I knew we would have a good marriage. I made certain.
I still remember that day after all these years. My buddies from Kappa had all agreed to meet up by the foyer at the homecoming dance. “None of us would leave alone,” we said. But the flu had other plans; plans it didn’t share with me. I waited, and waited. I think you told me later that you saw my exhaustion and disappointment after half an hour and decided to do something. I felt my pocket get heavier and discovered a bottle of Coke that wasn’t there before. I turned around and saw that smile I’d be seeing for the next lifetime. It was in your smile that I saw the future. And I knew that I had to get to work.
Now, I think we both agree I did my best to make things work. I took on extra shifts at the Mexican place for dinner at the Italian place every Saturday. I carefully curated my class schedule so I could see that smile of yours at least once a day. I even socked some barfly when he made a whiskey-persuaded grope and proudly bore the black eye for weeks. Never once did I ask myself if it was worth it. I knew.
I knew my work had paid off when you said “yes” on the bridge over Peckins Creek. That smile will be with me until death.
Now, I’m nobody’s fool.

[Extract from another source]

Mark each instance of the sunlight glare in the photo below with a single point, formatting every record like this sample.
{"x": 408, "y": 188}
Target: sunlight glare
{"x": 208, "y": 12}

I knew about rising divorce rates and can name at least ten couples whose marriage was over before it started. I knew I had to take precautions, and I did.
I took so many of them you wouldn’t believe. I took the pledge and gave up drinking. I took a pay cut so we could live close to your mother, who thanked me by kicking the bucket six months later. Once again, I knew it was worth it. I took every precaution so we wouldn’t end up like everyone else. I knew I could never lie to you. Except maybe once. I had trouble explaining why we couldn’t get married in your mother’s church. I said it was on the advice of a priest, which was true. But not of my Irish Catholic variety.
Believe me. I knew how much you loved me. I knew you’d never run off with another. But life is a cruel witch. I had to make sure our marriage would work. So when the priest took my blood and placed it on the altar, I never asked if it was worth it. I had no idea that I should have chosen my words carefully. When I asked the stone goddess that you never leave me, I had no idea that even death respected my wish.
But like a good husband, I won’t sleep without you beside me. Long after cancer “took” you from me, I still see you every night in our bedroom. I’ve gotten used to the smell by now.